Sous l’éclat du baroque, l’ombre du grotesque s’étire : ici, le pouvoir n’a ni noblesse ni majesté, il se joue à huis clos, dans l’alcôve et les corridors. La reine Anne (Olivia Colman) n’est pas un monarque, elle est un trône vide, une plaie qui suinte, un corps régnant malgré lui. Face à elle, Sarah Churchill (Rachel Weisz) et Abigail Masham (Emma Stone). Entre ces trois femmes, un jeu cruel s’esquisse, une guerre sans épée où chaque regard est une morsure, chaque sourire un piège.
Dans The Favourite, la monarchie n’est plus qu’un simulacre, un théâtre où l’histoire s’écrit au gré des caprices d’une reine. Anne est un corps à l’agonie, traversé par la douleur, lesté par la mémoire de ses enfants morts-nés. Sa chair tuméfiée devient le miroir d’un royaume en décomposition, gouverné non par la volonté, mais par l’influence de celles et ceux qui chuchotent à son oreille.
Lánthimos filme les corps comme des territoires conquis, des champs de bataille où s’impriment les luttes. La reine Anne chancelle sous son propre poids, corps souffrant. Sarah est une silhouette taillée à l’épée, droite, inflexible, maîtrisant chaque geste comme un soldat sa parade. Abigail, elle, est malléable, souple comme un serpent, s’insinuant dans les interstices du pouvoir jusqu’à en épouser la forme.
Dans ce monde où tout se joue sur une courbure de l’échine, Lánthimos érige l’ironie en arme absolue. Les dialogues fusent, acides, cruels, entrecoupés de silences où l’humiliation suinte comme une plaie mal refermée. La cour est un cirque où l’on danse de travers, où l’on court après des canards, où le grotesque affleure sans jamais ôter au drame son tranchant.

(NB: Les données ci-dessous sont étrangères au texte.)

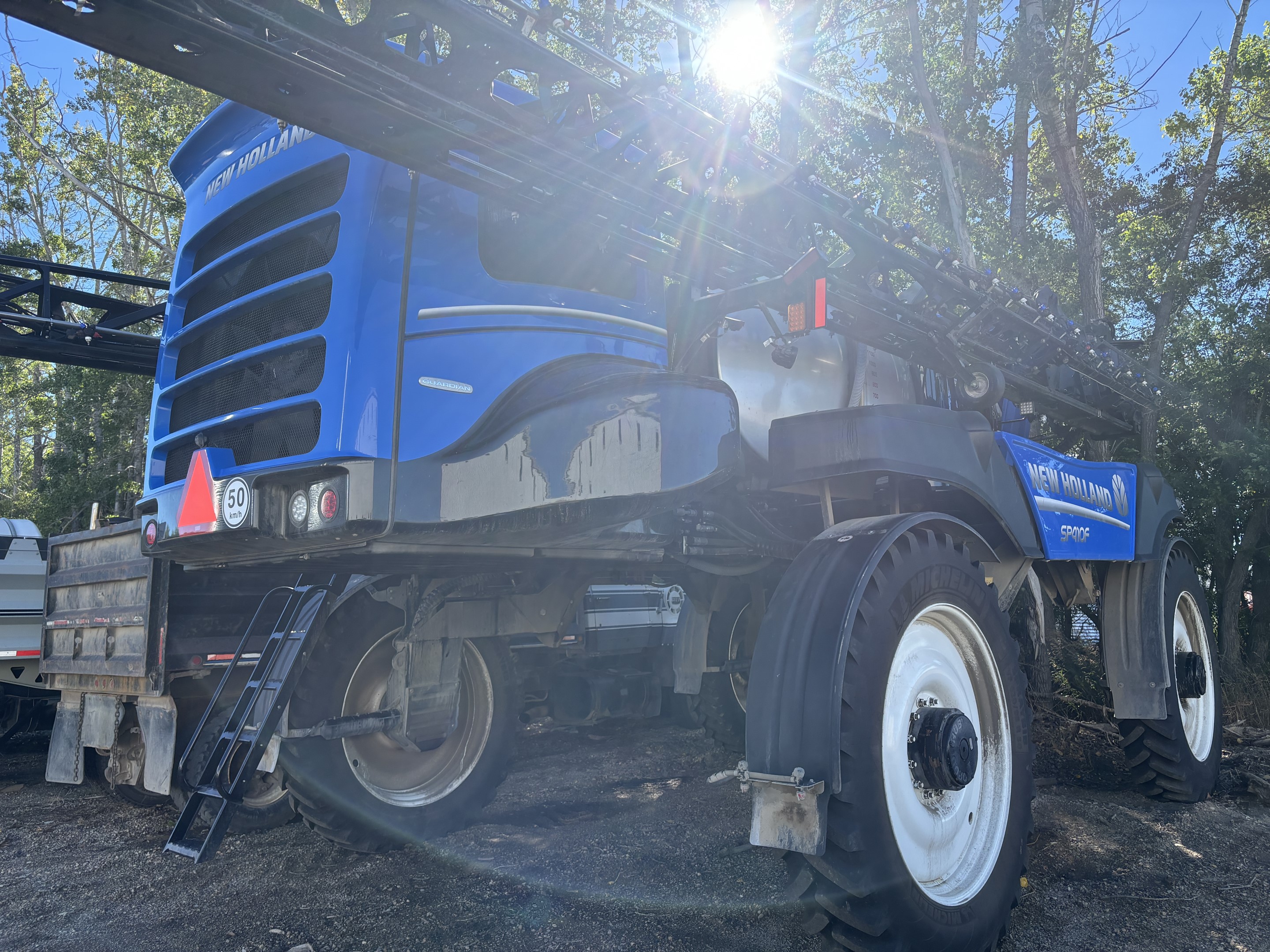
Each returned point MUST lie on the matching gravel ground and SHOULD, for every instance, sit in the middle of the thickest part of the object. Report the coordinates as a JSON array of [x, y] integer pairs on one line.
[[602, 838]]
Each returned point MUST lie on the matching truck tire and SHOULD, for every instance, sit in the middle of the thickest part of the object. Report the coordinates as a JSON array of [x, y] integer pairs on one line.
[[96, 765], [1179, 757], [937, 870], [367, 794], [722, 703], [265, 805]]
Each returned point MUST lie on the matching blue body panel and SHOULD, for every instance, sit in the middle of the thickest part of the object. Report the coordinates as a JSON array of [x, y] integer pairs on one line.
[[1084, 511], [234, 159]]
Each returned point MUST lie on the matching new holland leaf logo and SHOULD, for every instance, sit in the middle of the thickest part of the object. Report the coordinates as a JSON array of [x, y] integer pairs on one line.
[[1122, 495]]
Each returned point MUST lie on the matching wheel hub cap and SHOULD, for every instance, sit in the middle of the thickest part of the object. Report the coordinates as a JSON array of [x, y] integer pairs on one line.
[[1192, 677], [943, 749]]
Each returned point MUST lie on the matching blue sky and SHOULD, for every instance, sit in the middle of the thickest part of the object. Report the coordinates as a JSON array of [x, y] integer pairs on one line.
[[1155, 28]]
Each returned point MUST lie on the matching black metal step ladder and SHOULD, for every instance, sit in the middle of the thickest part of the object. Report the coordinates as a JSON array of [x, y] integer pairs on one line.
[[254, 719]]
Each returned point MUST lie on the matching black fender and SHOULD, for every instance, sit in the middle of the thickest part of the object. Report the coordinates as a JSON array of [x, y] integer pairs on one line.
[[1135, 651], [356, 583], [1158, 508], [796, 686]]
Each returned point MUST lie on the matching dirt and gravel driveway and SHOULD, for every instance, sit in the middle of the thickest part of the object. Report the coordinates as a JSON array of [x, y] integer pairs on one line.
[[604, 838]]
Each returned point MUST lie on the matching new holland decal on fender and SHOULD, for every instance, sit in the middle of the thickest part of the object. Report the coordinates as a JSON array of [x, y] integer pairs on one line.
[[1083, 509], [285, 140]]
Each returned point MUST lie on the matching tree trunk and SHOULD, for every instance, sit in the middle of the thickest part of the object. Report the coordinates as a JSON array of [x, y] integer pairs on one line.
[[1019, 145], [804, 18], [37, 459], [930, 107], [1064, 149], [1259, 629], [1233, 593], [1165, 310]]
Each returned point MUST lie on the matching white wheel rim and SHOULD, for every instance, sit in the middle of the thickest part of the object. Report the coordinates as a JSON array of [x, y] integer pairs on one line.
[[1199, 714], [949, 840], [413, 778]]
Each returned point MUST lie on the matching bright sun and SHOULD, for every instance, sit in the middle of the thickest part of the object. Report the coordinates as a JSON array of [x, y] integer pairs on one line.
[[742, 54]]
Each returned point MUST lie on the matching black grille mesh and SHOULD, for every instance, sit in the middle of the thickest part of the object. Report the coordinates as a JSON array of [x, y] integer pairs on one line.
[[312, 248], [296, 312], [292, 432], [276, 377], [321, 188]]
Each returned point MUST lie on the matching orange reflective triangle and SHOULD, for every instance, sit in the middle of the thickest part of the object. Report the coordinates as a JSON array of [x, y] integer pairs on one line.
[[197, 511]]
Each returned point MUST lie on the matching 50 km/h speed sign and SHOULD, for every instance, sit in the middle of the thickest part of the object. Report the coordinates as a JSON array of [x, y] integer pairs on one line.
[[235, 502]]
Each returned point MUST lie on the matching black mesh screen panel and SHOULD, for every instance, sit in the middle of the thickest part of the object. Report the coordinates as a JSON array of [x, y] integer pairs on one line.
[[305, 250], [275, 377], [302, 310], [319, 188]]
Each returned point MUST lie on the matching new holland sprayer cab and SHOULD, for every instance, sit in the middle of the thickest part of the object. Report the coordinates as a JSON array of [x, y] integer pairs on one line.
[[442, 356]]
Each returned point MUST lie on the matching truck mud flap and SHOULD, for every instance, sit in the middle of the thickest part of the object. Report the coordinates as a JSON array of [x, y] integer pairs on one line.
[[65, 763], [158, 720], [793, 716]]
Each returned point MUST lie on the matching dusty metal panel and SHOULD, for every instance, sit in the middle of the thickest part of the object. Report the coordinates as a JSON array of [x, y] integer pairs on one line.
[[1135, 649], [158, 720], [102, 714], [100, 612]]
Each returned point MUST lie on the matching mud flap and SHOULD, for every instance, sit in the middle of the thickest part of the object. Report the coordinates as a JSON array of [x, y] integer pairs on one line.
[[65, 763], [1135, 651], [787, 818], [794, 707], [158, 720]]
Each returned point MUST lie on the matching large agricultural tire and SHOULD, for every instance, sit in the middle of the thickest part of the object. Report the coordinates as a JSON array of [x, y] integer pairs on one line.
[[1179, 757], [367, 794], [908, 869], [722, 703], [266, 804]]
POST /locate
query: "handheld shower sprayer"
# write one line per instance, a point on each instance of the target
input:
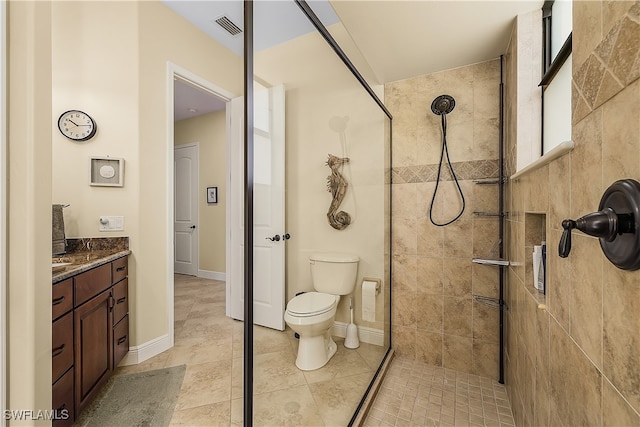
(441, 106)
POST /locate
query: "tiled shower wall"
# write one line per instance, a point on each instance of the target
(435, 317)
(573, 356)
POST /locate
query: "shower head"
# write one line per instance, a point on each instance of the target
(443, 104)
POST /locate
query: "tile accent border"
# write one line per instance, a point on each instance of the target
(476, 169)
(612, 66)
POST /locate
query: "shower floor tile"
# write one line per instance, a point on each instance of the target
(417, 394)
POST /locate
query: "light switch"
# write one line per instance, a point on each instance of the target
(111, 223)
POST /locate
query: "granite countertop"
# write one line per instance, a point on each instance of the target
(85, 254)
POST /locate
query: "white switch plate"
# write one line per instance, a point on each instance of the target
(111, 223)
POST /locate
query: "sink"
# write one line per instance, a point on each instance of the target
(59, 266)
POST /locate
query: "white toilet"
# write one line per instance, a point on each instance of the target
(311, 314)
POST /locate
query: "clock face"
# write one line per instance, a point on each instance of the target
(77, 125)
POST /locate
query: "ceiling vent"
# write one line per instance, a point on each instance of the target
(228, 25)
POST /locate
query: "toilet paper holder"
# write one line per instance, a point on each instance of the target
(616, 224)
(377, 281)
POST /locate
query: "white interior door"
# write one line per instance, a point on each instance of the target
(185, 226)
(269, 210)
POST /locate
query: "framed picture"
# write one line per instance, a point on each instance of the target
(212, 194)
(106, 171)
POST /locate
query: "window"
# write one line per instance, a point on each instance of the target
(557, 73)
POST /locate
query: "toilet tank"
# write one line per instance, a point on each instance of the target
(334, 273)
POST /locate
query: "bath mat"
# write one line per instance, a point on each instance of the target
(141, 399)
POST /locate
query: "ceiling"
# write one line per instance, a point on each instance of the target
(399, 39)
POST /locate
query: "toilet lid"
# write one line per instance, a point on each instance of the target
(311, 304)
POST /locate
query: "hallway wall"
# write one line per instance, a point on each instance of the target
(576, 362)
(435, 317)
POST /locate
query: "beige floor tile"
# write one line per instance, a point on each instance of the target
(276, 371)
(217, 414)
(338, 398)
(205, 384)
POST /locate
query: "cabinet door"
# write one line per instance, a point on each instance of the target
(62, 401)
(93, 335)
(121, 300)
(61, 346)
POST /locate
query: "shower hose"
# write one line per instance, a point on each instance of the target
(444, 150)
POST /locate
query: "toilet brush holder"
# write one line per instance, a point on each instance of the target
(351, 340)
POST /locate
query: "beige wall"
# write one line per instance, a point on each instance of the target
(118, 73)
(29, 207)
(576, 362)
(209, 131)
(435, 317)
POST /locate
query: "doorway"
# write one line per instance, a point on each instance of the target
(205, 100)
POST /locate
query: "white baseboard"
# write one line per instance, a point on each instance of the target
(368, 335)
(213, 275)
(142, 352)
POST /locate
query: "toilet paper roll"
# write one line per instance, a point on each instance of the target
(369, 301)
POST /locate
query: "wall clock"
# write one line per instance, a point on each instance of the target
(77, 125)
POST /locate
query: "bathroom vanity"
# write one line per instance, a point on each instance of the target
(90, 332)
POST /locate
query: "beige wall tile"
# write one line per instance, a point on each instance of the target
(457, 277)
(486, 358)
(586, 301)
(621, 134)
(587, 27)
(429, 347)
(458, 316)
(405, 272)
(485, 280)
(576, 384)
(456, 239)
(560, 197)
(457, 352)
(430, 275)
(405, 305)
(405, 239)
(621, 325)
(404, 340)
(486, 322)
(430, 308)
(586, 165)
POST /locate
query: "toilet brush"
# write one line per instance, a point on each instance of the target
(351, 341)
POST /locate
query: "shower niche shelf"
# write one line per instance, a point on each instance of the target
(496, 262)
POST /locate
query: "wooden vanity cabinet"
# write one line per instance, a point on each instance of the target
(91, 337)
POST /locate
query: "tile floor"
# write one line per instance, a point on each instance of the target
(416, 394)
(211, 346)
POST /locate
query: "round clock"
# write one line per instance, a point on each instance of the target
(77, 125)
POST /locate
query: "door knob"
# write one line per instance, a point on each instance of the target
(616, 224)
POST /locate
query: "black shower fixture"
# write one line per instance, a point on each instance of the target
(443, 104)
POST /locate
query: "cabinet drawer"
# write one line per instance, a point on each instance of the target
(120, 340)
(119, 269)
(121, 300)
(91, 283)
(61, 298)
(62, 399)
(61, 346)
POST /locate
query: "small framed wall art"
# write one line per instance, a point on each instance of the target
(212, 194)
(106, 172)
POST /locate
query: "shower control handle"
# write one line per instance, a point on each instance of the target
(565, 241)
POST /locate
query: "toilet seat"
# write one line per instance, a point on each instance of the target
(311, 304)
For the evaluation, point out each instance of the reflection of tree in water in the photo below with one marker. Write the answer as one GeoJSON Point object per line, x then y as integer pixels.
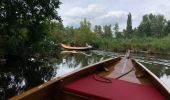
{"type": "Point", "coordinates": [79, 60]}
{"type": "Point", "coordinates": [23, 75]}
{"type": "Point", "coordinates": [158, 69]}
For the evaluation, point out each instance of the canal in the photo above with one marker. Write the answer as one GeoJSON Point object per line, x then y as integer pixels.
{"type": "Point", "coordinates": [22, 75]}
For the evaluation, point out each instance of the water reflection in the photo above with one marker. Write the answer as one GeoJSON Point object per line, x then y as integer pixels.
{"type": "Point", "coordinates": [24, 74]}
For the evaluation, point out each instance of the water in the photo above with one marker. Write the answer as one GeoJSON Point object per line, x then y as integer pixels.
{"type": "Point", "coordinates": [22, 75]}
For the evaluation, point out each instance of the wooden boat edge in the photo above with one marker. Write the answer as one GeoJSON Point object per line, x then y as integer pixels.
{"type": "Point", "coordinates": [160, 85]}
{"type": "Point", "coordinates": [75, 48]}
{"type": "Point", "coordinates": [49, 84]}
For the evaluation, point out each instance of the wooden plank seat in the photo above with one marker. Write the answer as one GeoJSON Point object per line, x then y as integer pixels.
{"type": "Point", "coordinates": [116, 90]}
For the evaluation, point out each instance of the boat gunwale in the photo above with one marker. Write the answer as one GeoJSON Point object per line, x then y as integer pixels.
{"type": "Point", "coordinates": [75, 48]}
{"type": "Point", "coordinates": [57, 79]}
{"type": "Point", "coordinates": [162, 86]}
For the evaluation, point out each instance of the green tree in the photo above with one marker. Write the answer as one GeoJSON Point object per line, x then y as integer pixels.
{"type": "Point", "coordinates": [98, 30]}
{"type": "Point", "coordinates": [107, 31]}
{"type": "Point", "coordinates": [152, 25]}
{"type": "Point", "coordinates": [116, 30]}
{"type": "Point", "coordinates": [157, 25]}
{"type": "Point", "coordinates": [144, 28]}
{"type": "Point", "coordinates": [167, 28]}
{"type": "Point", "coordinates": [129, 30]}
{"type": "Point", "coordinates": [22, 22]}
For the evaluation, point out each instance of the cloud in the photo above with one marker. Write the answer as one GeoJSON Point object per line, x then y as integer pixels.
{"type": "Point", "coordinates": [101, 12]}
{"type": "Point", "coordinates": [96, 14]}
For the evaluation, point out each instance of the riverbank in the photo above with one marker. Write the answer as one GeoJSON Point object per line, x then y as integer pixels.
{"type": "Point", "coordinates": [136, 44]}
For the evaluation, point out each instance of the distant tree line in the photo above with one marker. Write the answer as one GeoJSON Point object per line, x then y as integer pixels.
{"type": "Point", "coordinates": [33, 26]}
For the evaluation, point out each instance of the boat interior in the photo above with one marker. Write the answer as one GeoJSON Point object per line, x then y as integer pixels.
{"type": "Point", "coordinates": [119, 78]}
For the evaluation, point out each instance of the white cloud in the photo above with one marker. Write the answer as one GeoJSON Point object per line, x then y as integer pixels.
{"type": "Point", "coordinates": [102, 12]}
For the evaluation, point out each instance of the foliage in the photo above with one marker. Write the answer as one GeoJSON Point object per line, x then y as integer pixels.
{"type": "Point", "coordinates": [129, 30]}
{"type": "Point", "coordinates": [23, 22]}
{"type": "Point", "coordinates": [152, 25]}
{"type": "Point", "coordinates": [107, 31]}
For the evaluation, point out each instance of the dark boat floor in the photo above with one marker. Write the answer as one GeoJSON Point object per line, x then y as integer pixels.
{"type": "Point", "coordinates": [128, 83]}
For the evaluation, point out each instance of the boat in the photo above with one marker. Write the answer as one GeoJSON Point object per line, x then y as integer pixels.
{"type": "Point", "coordinates": [68, 47]}
{"type": "Point", "coordinates": [74, 52]}
{"type": "Point", "coordinates": [121, 78]}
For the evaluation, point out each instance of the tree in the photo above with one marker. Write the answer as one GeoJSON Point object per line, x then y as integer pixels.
{"type": "Point", "coordinates": [22, 22]}
{"type": "Point", "coordinates": [157, 25]}
{"type": "Point", "coordinates": [98, 30]}
{"type": "Point", "coordinates": [145, 26]}
{"type": "Point", "coordinates": [129, 30]}
{"type": "Point", "coordinates": [107, 31]}
{"type": "Point", "coordinates": [167, 28]}
{"type": "Point", "coordinates": [152, 25]}
{"type": "Point", "coordinates": [116, 30]}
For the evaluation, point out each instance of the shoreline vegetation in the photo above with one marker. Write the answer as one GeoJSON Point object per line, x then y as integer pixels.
{"type": "Point", "coordinates": [32, 31]}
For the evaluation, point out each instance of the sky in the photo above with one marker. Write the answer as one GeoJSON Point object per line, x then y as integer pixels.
{"type": "Point", "coordinates": [106, 12]}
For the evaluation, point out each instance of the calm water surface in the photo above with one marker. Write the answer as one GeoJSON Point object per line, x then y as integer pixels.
{"type": "Point", "coordinates": [22, 74]}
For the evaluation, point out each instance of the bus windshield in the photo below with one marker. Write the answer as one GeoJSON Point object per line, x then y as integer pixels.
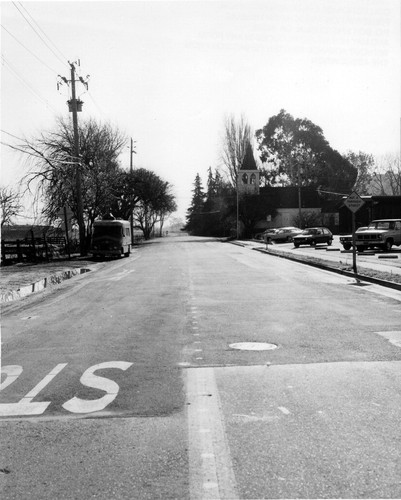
{"type": "Point", "coordinates": [112, 230]}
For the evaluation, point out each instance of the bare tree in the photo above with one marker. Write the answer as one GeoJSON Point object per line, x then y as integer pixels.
{"type": "Point", "coordinates": [237, 137]}
{"type": "Point", "coordinates": [9, 204]}
{"type": "Point", "coordinates": [53, 168]}
{"type": "Point", "coordinates": [386, 177]}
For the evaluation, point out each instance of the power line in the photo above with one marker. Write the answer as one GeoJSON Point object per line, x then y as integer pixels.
{"type": "Point", "coordinates": [12, 135]}
{"type": "Point", "coordinates": [30, 51]}
{"type": "Point", "coordinates": [63, 59]}
{"type": "Point", "coordinates": [36, 94]}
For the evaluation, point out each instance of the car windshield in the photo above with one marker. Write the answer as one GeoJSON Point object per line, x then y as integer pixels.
{"type": "Point", "coordinates": [113, 231]}
{"type": "Point", "coordinates": [381, 225]}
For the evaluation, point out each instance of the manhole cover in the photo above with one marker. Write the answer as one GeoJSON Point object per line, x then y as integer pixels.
{"type": "Point", "coordinates": [253, 346]}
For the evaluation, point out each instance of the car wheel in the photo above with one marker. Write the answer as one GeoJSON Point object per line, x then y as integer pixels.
{"type": "Point", "coordinates": [387, 246]}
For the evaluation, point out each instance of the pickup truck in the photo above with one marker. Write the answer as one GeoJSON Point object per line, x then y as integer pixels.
{"type": "Point", "coordinates": [381, 233]}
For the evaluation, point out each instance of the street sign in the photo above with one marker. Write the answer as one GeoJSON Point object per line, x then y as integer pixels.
{"type": "Point", "coordinates": [354, 202]}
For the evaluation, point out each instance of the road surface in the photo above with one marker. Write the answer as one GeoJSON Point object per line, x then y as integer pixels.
{"type": "Point", "coordinates": [133, 381]}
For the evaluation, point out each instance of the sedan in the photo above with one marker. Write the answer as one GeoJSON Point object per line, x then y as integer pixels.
{"type": "Point", "coordinates": [312, 236]}
{"type": "Point", "coordinates": [282, 234]}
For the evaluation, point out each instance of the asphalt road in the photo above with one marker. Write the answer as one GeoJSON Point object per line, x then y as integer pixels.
{"type": "Point", "coordinates": [126, 383]}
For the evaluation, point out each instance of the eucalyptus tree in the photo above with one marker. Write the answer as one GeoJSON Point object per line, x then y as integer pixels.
{"type": "Point", "coordinates": [299, 155]}
{"type": "Point", "coordinates": [236, 138]}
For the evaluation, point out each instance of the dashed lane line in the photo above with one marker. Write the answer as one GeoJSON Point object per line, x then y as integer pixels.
{"type": "Point", "coordinates": [210, 466]}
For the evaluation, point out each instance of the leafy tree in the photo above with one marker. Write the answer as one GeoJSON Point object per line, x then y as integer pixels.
{"type": "Point", "coordinates": [237, 136]}
{"type": "Point", "coordinates": [386, 177]}
{"type": "Point", "coordinates": [10, 205]}
{"type": "Point", "coordinates": [364, 163]}
{"type": "Point", "coordinates": [299, 154]}
{"type": "Point", "coordinates": [155, 201]}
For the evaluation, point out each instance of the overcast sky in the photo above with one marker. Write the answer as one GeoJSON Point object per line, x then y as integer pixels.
{"type": "Point", "coordinates": [167, 73]}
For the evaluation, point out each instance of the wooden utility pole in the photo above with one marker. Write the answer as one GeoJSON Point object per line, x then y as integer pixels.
{"type": "Point", "coordinates": [75, 105]}
{"type": "Point", "coordinates": [131, 169]}
{"type": "Point", "coordinates": [78, 180]}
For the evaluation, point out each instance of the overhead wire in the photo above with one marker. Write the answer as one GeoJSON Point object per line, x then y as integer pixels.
{"type": "Point", "coordinates": [12, 135]}
{"type": "Point", "coordinates": [30, 51]}
{"type": "Point", "coordinates": [62, 59]}
{"type": "Point", "coordinates": [22, 79]}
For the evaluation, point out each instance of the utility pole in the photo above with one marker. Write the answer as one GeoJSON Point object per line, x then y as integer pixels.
{"type": "Point", "coordinates": [75, 106]}
{"type": "Point", "coordinates": [131, 168]}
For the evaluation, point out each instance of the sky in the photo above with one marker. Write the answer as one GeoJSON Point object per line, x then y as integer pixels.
{"type": "Point", "coordinates": [168, 73]}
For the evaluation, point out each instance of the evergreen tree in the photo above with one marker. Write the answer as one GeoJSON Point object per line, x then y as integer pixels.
{"type": "Point", "coordinates": [195, 223]}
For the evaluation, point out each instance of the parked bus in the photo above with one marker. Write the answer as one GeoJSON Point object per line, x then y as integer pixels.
{"type": "Point", "coordinates": [111, 237]}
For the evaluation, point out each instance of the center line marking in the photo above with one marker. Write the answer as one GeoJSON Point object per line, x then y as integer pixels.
{"type": "Point", "coordinates": [284, 410]}
{"type": "Point", "coordinates": [211, 474]}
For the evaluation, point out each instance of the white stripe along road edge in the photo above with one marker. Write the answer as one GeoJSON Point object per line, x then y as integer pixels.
{"type": "Point", "coordinates": [211, 472]}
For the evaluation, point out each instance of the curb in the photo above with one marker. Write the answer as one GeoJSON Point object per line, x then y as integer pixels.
{"type": "Point", "coordinates": [376, 281]}
{"type": "Point", "coordinates": [53, 279]}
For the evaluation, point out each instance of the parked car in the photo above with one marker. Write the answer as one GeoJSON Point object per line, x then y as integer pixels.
{"type": "Point", "coordinates": [381, 233]}
{"type": "Point", "coordinates": [262, 236]}
{"type": "Point", "coordinates": [346, 240]}
{"type": "Point", "coordinates": [312, 236]}
{"type": "Point", "coordinates": [282, 234]}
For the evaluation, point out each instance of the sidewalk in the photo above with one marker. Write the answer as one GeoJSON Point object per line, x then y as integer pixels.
{"type": "Point", "coordinates": [383, 271]}
{"type": "Point", "coordinates": [20, 280]}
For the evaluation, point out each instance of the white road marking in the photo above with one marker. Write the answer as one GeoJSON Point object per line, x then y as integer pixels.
{"type": "Point", "coordinates": [393, 337]}
{"type": "Point", "coordinates": [89, 379]}
{"type": "Point", "coordinates": [12, 372]}
{"type": "Point", "coordinates": [284, 410]}
{"type": "Point", "coordinates": [25, 406]}
{"type": "Point", "coordinates": [210, 467]}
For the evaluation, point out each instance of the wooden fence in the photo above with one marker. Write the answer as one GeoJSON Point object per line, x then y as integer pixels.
{"type": "Point", "coordinates": [32, 249]}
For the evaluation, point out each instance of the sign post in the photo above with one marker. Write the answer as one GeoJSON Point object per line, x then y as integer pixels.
{"type": "Point", "coordinates": [354, 202]}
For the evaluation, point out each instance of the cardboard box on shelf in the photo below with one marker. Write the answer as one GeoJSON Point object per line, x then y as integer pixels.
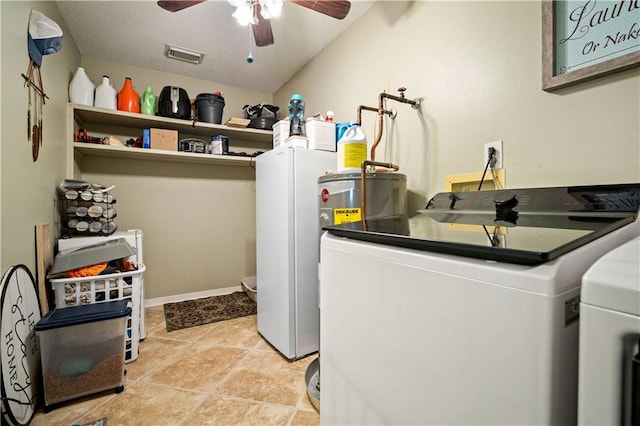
{"type": "Point", "coordinates": [163, 139]}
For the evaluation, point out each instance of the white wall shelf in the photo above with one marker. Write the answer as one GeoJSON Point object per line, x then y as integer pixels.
{"type": "Point", "coordinates": [81, 116]}
{"type": "Point", "coordinates": [83, 149]}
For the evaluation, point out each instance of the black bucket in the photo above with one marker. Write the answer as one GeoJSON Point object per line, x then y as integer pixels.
{"type": "Point", "coordinates": [209, 108]}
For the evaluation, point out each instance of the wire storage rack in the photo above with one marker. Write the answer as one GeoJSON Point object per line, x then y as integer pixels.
{"type": "Point", "coordinates": [86, 212]}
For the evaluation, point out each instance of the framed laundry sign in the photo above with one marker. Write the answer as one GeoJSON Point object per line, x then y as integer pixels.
{"type": "Point", "coordinates": [586, 39]}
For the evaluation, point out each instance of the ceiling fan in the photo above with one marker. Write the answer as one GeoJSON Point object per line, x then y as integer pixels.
{"type": "Point", "coordinates": [258, 12]}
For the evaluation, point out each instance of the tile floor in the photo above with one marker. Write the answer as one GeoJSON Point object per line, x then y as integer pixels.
{"type": "Point", "coordinates": [218, 374]}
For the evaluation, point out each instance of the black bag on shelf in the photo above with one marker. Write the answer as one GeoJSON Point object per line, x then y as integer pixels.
{"type": "Point", "coordinates": [260, 111]}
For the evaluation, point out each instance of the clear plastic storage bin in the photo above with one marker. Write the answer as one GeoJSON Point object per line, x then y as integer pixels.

Les hommes, eux, sont des silhouettes secondaires, perruques poudrées et dignité ravalée.The Favourite n’a que faire du faste du biopic royal : il en dénude les rouages, exhibe l’absurde d’un pouvoir qui n’existe qu’en creux, dans le jeu d’influences et de rivalités mesquines.
Toutefois, quelques choix semblent gratuits et certaines séquences paraissent en excès, mais dans l'ensemble, ce tragi-comique ne me laisse pas indifférent.
Lánthimos signe avec The Favourite une fable cruelle où l’ascension et la chute ne sont que les deux faces d’un même leurre. Derrière les robes somptueuses et les dorures, il n’y a que des âmes corrompues par le jeu, des figures enfermées dans leurs propres stratégies, des monarques réduits à des marionnettes pathétiques.